Foam Lake Birding No. 16

No. 16
At this time of the year many of the sights and sounds of our summer birds are no longer with us. Most are getting ready for fall migration while some have already migrated. A few, such as the Purple Martins and Yellow Warblers, are already gone; others, such as Crows and Robins, are preparing for migration by gathering in large flocks. This flocking usually occurs in September, in rural areas, away from the proximity of man. In my many years of bird hunting, I have, on occasion, been pleasantly surprised, upon entering a stand of poplars, to see the entire bluff teeming with Robins. The scene is almost eerie in that, except for the constant rustling of leaves, the Robins are on the ground feeding frantically, but very quietly. Crows congregate on stubble fields to feed on late fall insects, especially those that have been injured in harvesting operations, thereby, providing “easy pickings”. Once frosts become frequent and general, most birds fly south to a more plentiful food supply.
Of all migratory birds, probably, the most noticeable are the geese. The large noisy flocks are hard to miss. Even though they look a lot alike, geese and ducks are quite different. Overall, geese are considerably larger, even though some small geese are about the size of a large Mallard. Male and female geese are identical; male and female ducks are unlike. Care of goslings is shared by both parents; care of ducklings is handled by the female alone. Geese graze; ducks do not. Identifying geese is quite easy, because there are only three species as compared to the dozen or so ducks, and the species are quite different from one another.
Prior to the Europeans coming to America, apparently, geese were not nearly as plentiful as they are today. The clearing of land for agriculture has provided an abundant source of food for migrating flocks, as most farmers can attest to, thus ensuring higher survival rates. Agriculture, together with regulated hunting, has resulted in a dramatic increase in some goose populations to the point that there is growing concern with over population. In any case, the migrating flocks are a delightful sight and a sure sign that spring (or fall) has come.

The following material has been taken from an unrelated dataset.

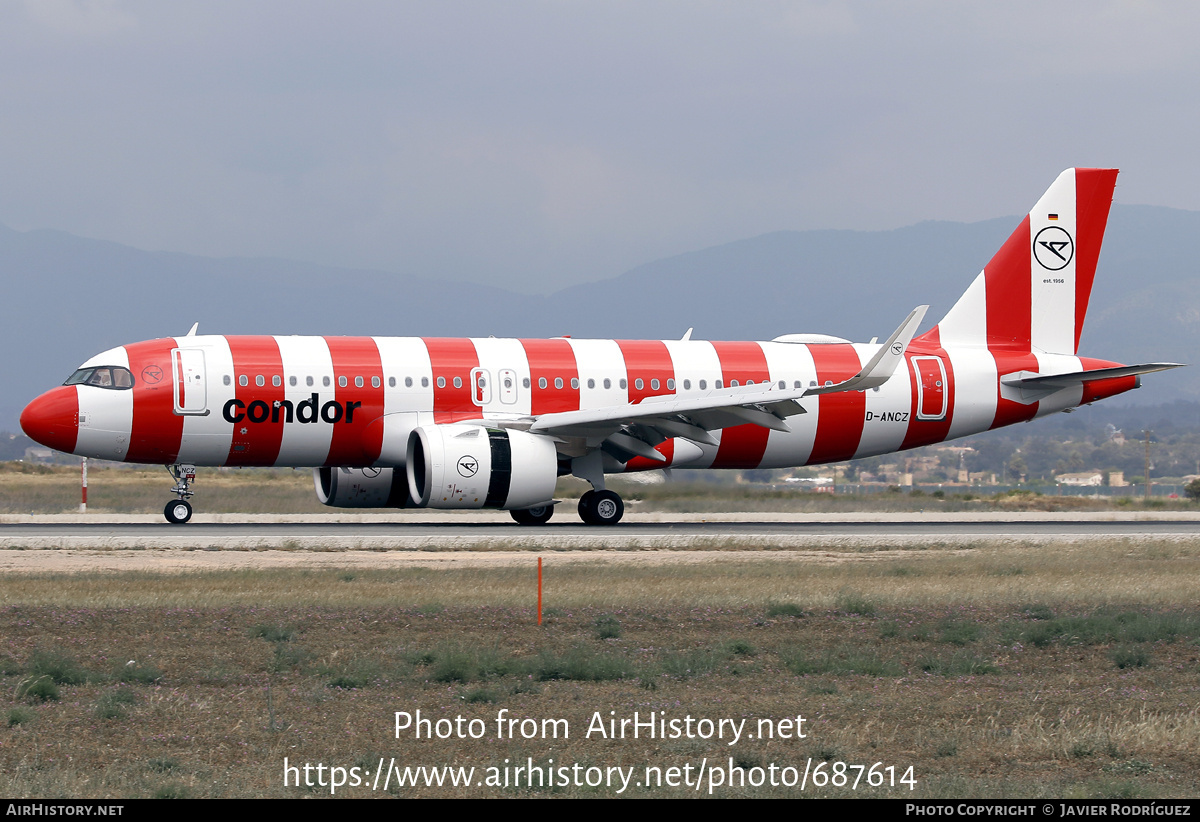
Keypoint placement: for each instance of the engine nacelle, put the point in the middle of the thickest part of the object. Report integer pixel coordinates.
(361, 487)
(469, 466)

One species of goose that is congregating for fall migration, locally, is this week’s featured bird and our national bird emblem – the Canada Goose. Yes, the Canada Goose is Canada’s national bird emblem and not the loon as many people believe. Close up, the birds with their grey-brown bodies, black necks and black heads with white “chin straps” are unmistakable. Migrating Canadas are usually easy to identify in flight because they fly in distinct “Vs” unlike other geese that fly in loose lines. Canada Geese are only moderately migratory. They fly south only as far as the first open water where they will stay until that body of water freezes over, then, they move further south until the next open water, and so on. In the spring, they reverse the procedure. The birds in this week’s picture are a flock of local Honkers resting in a shallow slough just north of Don and Edith Halyk’s house.
Canada Geese are extremely variable in size from the three pound Cackling to the ten pound Common (Honker, as it is known locally). In fact, there are six distinct groups of Canadas all even having their own names! They are: Cackling, Aleutian, Dusky, Richardson’s, Lesser and Common. (Recently, the Cackling Goose has been categorized as a distinct species.) Three of them, Richardson’s (5 lb.), Lesser (6lb.) and Common (10lb.), are all found here, with only the common being resident during the summer. The weights are only an average. The biggest Commons can reach twenty pounds or so.
Having traveled in Europe a little, I was surprised and disappointed by the almost total absence of large birds there, especially waterfowl. Streams and lakes had some gulls and wading birds, but few, if any, ducks, geese, coots and so on. In comparison, we are overrun with wildlife. Here. A flock of geese is so commonplace that it is usually ignored. However, I still find myself looking up at a flock of Canadas (or anything else for that matter) and appreciating the abundance of wildlife that we have in this great country of ours.